Susan Page, a USA Today journalist and author of a new book Madam Speaker: Nancy Pelosi and the Lessons of Power, documented the House Speaker's decision.
Ms Pelosi felt she could retire once Hillary Clinton won the presidency, confident her policies would remain intact under the Democrat.
However, when Mr Trump defeated Ms Clinton, Ms Pelosi reportedly decided she had to remain in her position to try to safeguard Democratic policies.
Though Ms Pelosi was saddened that a woman - and a longtime personal friend - had failed to reach the highest office in American politics, she said her shock at Mr Trump's election went beyond issues of gender representation.
"That was saddening, but the election of Donald Trump was stunningly scary, and it was justified to be scared. How could they elect such a person – who talked that way about women, who was so crude and … to me, creepy,” she said.
Despite this, some of the individuals interviewed in the book doubted that Ms Pelosi would have gone through with her decision, even if Ms Clinton had won.
Ms Pelosi was long the highest-ranking woman in power in the US government until Kamala Harris took over as vice president.
The book recounts Ms Pelosi's initial interactions with Mr Trump the day after he was elected. She said they had a cordial phone call. She called him at Trump Towers and he picked up. She congratulated him and told him she looked forward to working with him, and he said he did as well.
“Nancy, me too,” Mr Trump said. “We’ll get some good things done.”
She recalled Mr Trump saying he had been a supporter of hers, and told her "I think you're terrific."
That optimism and goodwill did not last, however, as Mr Trump and Ms Pelosi went on to become bitter opponents throughout the entirety of his four-year stay in the White House.
It is unclear if Ms Pelosi has any plans to retire any time soon.

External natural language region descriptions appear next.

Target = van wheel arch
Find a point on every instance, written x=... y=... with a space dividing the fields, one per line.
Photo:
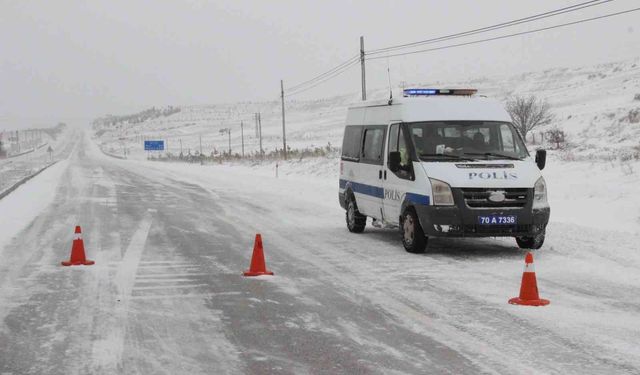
x=355 y=220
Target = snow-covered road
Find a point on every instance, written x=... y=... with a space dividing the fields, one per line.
x=167 y=295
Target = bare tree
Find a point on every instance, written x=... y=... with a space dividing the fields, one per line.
x=556 y=135
x=528 y=113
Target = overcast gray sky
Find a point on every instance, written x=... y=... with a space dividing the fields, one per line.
x=63 y=60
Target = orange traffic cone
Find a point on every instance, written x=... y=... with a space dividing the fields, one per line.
x=77 y=251
x=258 y=266
x=529 y=286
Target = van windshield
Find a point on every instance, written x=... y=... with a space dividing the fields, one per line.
x=451 y=140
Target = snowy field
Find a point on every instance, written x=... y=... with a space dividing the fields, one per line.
x=14 y=169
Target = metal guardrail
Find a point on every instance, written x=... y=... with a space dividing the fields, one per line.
x=9 y=190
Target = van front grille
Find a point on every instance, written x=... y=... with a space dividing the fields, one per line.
x=479 y=197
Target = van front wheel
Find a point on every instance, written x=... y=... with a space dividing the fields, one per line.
x=355 y=220
x=533 y=243
x=413 y=237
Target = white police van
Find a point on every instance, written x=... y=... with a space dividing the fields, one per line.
x=441 y=163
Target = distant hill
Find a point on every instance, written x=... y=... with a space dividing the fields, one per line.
x=598 y=107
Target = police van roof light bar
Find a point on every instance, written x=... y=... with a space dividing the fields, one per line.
x=431 y=92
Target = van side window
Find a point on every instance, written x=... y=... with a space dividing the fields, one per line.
x=508 y=143
x=351 y=143
x=397 y=142
x=373 y=144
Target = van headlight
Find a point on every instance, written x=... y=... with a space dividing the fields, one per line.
x=442 y=195
x=540 y=194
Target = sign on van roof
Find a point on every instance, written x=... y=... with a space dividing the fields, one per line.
x=430 y=92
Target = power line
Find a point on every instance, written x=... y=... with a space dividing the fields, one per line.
x=508 y=35
x=502 y=25
x=320 y=76
x=335 y=74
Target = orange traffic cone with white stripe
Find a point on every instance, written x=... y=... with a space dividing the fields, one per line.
x=529 y=286
x=258 y=266
x=78 y=257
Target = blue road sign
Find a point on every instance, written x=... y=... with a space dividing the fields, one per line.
x=154 y=145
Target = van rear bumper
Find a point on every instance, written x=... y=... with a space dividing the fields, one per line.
x=438 y=221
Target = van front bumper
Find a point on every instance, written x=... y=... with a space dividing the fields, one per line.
x=453 y=221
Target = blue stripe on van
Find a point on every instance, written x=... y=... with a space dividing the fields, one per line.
x=374 y=191
x=378 y=192
x=418 y=198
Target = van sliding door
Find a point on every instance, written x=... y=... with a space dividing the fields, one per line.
x=368 y=182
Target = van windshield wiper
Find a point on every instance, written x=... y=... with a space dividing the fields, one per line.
x=450 y=156
x=494 y=154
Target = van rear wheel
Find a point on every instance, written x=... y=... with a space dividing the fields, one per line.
x=413 y=237
x=355 y=220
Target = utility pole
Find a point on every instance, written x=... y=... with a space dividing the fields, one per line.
x=284 y=136
x=255 y=117
x=242 y=136
x=364 y=85
x=260 y=132
x=228 y=131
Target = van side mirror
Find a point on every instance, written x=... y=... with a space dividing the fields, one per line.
x=541 y=158
x=394 y=161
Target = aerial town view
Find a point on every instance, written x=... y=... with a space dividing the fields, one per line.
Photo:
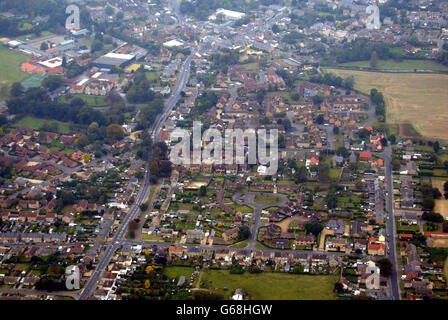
x=223 y=150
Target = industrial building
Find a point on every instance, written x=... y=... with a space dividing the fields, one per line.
x=112 y=60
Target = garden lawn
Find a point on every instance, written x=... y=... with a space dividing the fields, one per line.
x=10 y=71
x=37 y=123
x=267 y=199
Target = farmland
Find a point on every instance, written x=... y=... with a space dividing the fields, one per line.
x=402 y=65
x=417 y=99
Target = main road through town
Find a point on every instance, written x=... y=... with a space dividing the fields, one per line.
x=393 y=282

In 2018, Ms Pelosi pledged to step down as Speaker of the House after a group of Democrats threatened to vote her out. The Democrats involved agreed to have a caucus vote on installing term limits for the top three Democrats in office, and she agreed to abide by those limits even if the vote did not pass.
That caucus ultimately never happened due to government shutdowns, but Ms Pelosi said last year she intended to honour her agreement.
“What I said then is whether it passes or not, I will abide by those limits that are there,” Ms Pelosi said.